Pharmacological Sciences Research Lab, Department of Pharmacy, Faculty of Biological Sciences, Quaid-i-Azam University, Islamabad 45320, Pakistan.
Faculty of Pharmaceutical Sciences, Abasyn University, Peshawar 25000, Pakistan.
Molecules. 2022 Jul 5;27(13):4319. doi: 10.3390/molecules27134319.
Plants are an important source of drug development and numerous plant derived molecules have been used in clinical practice for the ailment of various diseases. The Toll-like receptor-4 (TLR-4) signaling pathway plays a crucial role in inflammation including rheumatoid arthritis. The TLR-4 binds with pro-inflammatory ligands such as lipopolysaccharide (LPS) to induce the downstream signaling mechanism such as nuclear factor κappa B (NF-κB) and mitogen activated protein kinases (MAPKs). This signaling activation leads to the onset of various diseases including inflammation. In the present study, 22 natural compounds were studied against TLR-4/AP-1 signaling, which is implicated in the inflammatory process using a computational approach. These compounds belong to various classes such as methylxanthine, sesquiterpene lactone, alkaloid, flavone glycosides, lignan, phenolic acid, etc. The compounds exhibited different binding affinities with the TLR-4, JNK, NF-κB, and AP-1 protein due to the formation of multiple hydrophilic and hydrophobic interactions. With TLR-4, rutin had the highest binding energy (-10.4 kcal/mol), poncirin had the highest binding energy (-9.4 kcal/mol) with NF-κB and JNK (-9.5 kcal/mol), respectively, and icariin had the highest binding affinity (-9.1 kcal/mol) with the AP-1 protein. The root means square deviation (RMSD), root mean square fraction (RMSF), and radius of gyration (RoG) for 150 ns were calculated using molecular dynamic simulation (MD simulation) based on rutin's greatest binding energy with TLR-4. The RMSD, RMSF, and RoG were all within acceptable limits in the MD simulation, and the complex remained stable for 150 ns. Furthermore, these compounds were assessed for the potential toxic effect on various organs such as the liver, heart, genotoxicity, and oral maximum toxic dose. Moreover, the blood-brain barrier permeability and intestinal absorption were also predicted using SwissADME software (Lausanne, Switzerland). These compounds exhibited promising physico-chemical as well as drug-likeness properties. Consequently, these selected compounds portray promising anti-inflammatory and drug-likeness properties.

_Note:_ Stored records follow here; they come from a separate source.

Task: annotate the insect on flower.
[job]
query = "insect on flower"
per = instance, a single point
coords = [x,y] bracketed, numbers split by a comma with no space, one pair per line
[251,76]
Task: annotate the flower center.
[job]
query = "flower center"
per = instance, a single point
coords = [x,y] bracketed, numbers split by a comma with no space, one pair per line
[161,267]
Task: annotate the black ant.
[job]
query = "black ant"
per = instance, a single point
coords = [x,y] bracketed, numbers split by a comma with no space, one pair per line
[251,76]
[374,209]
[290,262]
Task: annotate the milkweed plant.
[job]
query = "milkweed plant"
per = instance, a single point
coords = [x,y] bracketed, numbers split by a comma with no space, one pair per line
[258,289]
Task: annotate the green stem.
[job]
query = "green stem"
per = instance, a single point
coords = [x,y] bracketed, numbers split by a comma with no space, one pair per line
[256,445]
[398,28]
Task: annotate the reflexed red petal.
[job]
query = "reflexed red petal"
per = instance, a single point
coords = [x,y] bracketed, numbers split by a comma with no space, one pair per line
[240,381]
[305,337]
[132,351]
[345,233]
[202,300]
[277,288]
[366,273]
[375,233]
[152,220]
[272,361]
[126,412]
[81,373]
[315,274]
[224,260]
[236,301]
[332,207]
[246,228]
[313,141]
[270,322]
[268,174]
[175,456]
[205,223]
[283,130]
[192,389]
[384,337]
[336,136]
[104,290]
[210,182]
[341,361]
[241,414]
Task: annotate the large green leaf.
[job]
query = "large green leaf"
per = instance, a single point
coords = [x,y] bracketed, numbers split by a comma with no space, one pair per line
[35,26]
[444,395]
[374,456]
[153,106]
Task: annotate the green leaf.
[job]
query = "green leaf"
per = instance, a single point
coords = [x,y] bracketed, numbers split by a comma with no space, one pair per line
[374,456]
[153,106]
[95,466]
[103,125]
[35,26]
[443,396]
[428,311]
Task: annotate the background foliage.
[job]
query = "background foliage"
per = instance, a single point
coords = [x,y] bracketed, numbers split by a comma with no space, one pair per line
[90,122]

植物是药物开发的重要来源,许多植物衍生的分子已被用于临床实践,用于治疗各种疾病。Toll 样受体 4(TLR-4)信号通路在炎症中起着至关重要的作用,包括类风湿关节炎。TLR-4 与促炎配体(如脂多糖(LPS))结合,诱导下游信号转导机制,如核因子 κappa B(NF-κB)和丝裂原活化蛋白激酶(MAPKs)。这种信号激活导致各种疾病的发生,包括炎症。在本研究中,我们使用计算方法研究了 22 种天然化合物对 TLR-4/AP-1 信号的作用,该信号与炎症过程有关。这些化合物属于不同的类别,如甲基黄嘌呤、倍半萜内酯、生物碱、黄酮糖苷、木脂素、酚酸等。由于形成了多种亲水和疏水相互作用,这些化合物与 TLR-4、JNK、NF-κB 和 AP-1 蛋白的结合亲和力不同。与 TLR-4 结合时,芦丁的结合能最高(-10.4 kcal/mol),橙皮苷与 NF-κB 和 JNK 的结合能最高(-9.4 kcal/mol),分别为-9.5 kcal/mol,淫羊藿苷与 AP-1 蛋白的结合亲和力最高(-9.1 kcal/mol)。基于芦丁与 TLR-4 的最大结合能,使用分子动力学模拟(MD 模拟)计算了 150 ns 时的根均方偏差(RMSD)、根均方分数(RMSF)和旋转半径(RoG)。在 MD 模拟中,RMSD、RMSF 和 RoG 均在可接受的范围内,复合物在 150 ns 内保持稳定。此外,还评估了这些化合物对肝脏、心脏、遗传毒性和口服最大毒性剂量等各种器官的潜在毒性作用。此外,还使用 SwissADME 软件(瑞士洛桑)预测了血脑屏障通透性和肠道吸收。这些化合物表现出有希望的物理化学和类药性。因此,这些选定的化合物具有有希望的抗炎和类药性。